19/01/2010 - 07:35:13
The Government is now likely to agree to an inquiry into the banking crisis with elements to be held in public and private.

Ministers will sign off on the plan at this morning's Cabinet meeting. Full details will be announced in the Dáil later today by Finance Minister Brian Lenihan.

Fianna Fáil ministers will be pushed into the public element of the inquiry following the backlash over reports it would all be done behind closed doors.

Some of that backlash even came from the Greens and some Fianna Fáil backbenchers.

Ministers are now likely to agree to a Commission of Investigation type process to do a lot of the work in private.

Public hearings, with key figures being questioned, would then be conducted by an Oireachtas sub-committee.

Communications Minister Eamon Ryan said there has to be just one aim.

"The banking system has to have the confidence of the people," Minister Ryan said. "Banks depend on confidence, I think it is essential we have a really robust and thorough inquiry to give that confidence… that we've learned the lessons from the mistakes of the past, that we are not going to see them repeated."
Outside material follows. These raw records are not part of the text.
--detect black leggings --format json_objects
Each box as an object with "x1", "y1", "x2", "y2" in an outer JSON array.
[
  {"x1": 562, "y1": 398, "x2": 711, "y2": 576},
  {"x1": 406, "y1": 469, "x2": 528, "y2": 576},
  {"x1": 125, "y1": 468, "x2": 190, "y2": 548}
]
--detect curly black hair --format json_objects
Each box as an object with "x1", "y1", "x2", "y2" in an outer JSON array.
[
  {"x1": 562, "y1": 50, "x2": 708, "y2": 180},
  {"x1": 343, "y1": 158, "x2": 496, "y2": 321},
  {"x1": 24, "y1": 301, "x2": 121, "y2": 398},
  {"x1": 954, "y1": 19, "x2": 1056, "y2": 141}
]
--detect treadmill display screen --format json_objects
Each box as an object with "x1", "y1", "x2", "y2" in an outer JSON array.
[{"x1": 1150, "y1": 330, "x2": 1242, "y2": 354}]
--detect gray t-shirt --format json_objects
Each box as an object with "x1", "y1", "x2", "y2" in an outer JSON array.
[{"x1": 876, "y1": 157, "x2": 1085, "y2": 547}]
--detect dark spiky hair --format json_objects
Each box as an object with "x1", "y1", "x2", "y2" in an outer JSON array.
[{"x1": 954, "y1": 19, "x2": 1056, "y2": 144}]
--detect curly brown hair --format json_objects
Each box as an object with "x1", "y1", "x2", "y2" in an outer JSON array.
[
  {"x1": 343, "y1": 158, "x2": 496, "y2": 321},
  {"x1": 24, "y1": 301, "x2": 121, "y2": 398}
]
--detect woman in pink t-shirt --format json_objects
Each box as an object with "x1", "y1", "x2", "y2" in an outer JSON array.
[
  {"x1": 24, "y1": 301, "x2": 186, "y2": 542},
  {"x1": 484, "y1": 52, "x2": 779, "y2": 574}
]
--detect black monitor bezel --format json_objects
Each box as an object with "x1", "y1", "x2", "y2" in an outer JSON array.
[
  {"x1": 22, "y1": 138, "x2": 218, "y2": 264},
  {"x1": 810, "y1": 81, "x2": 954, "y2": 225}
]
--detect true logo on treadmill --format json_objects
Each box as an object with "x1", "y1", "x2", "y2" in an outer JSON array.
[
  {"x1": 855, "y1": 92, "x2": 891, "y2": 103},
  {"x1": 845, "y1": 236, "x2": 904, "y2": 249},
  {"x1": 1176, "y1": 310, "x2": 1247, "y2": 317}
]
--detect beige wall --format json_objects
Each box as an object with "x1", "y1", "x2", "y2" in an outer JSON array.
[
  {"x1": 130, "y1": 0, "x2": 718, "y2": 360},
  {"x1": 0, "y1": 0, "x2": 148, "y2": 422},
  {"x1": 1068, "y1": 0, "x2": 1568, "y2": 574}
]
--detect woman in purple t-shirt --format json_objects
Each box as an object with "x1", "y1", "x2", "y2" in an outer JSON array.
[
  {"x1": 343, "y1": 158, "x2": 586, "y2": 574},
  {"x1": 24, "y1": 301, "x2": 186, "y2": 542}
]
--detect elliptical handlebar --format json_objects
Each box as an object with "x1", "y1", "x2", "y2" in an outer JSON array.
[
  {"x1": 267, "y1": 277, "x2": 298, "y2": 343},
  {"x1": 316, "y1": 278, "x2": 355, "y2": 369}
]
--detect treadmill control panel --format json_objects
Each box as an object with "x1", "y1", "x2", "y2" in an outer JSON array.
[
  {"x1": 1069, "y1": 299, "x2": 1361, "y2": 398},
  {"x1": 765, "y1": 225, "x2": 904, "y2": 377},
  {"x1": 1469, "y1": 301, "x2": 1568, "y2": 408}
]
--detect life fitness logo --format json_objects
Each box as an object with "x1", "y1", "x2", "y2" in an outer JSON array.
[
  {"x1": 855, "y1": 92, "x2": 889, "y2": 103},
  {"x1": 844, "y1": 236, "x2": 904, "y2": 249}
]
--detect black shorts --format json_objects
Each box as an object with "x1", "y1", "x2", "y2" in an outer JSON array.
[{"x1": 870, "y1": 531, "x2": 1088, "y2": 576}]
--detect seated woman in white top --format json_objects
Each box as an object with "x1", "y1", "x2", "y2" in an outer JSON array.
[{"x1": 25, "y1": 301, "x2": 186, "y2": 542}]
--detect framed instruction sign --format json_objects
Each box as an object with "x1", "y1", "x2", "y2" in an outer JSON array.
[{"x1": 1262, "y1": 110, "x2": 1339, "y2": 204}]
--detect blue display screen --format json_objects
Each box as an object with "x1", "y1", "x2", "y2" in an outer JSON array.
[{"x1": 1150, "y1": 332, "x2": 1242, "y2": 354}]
But this compromise proposal is unlikely to satisfy Fine Gael and Labour who are expected to contest it when the Dáil returns this afternoon.

Labour leader Eamon Gilmore said the public has a right to know what happened to their money.

"It is the people of this country who have suffered the consequences of the failure in the banks - businesses going to the wall, people losing their jobs, people having their pay cut," Deputy Gilmore said.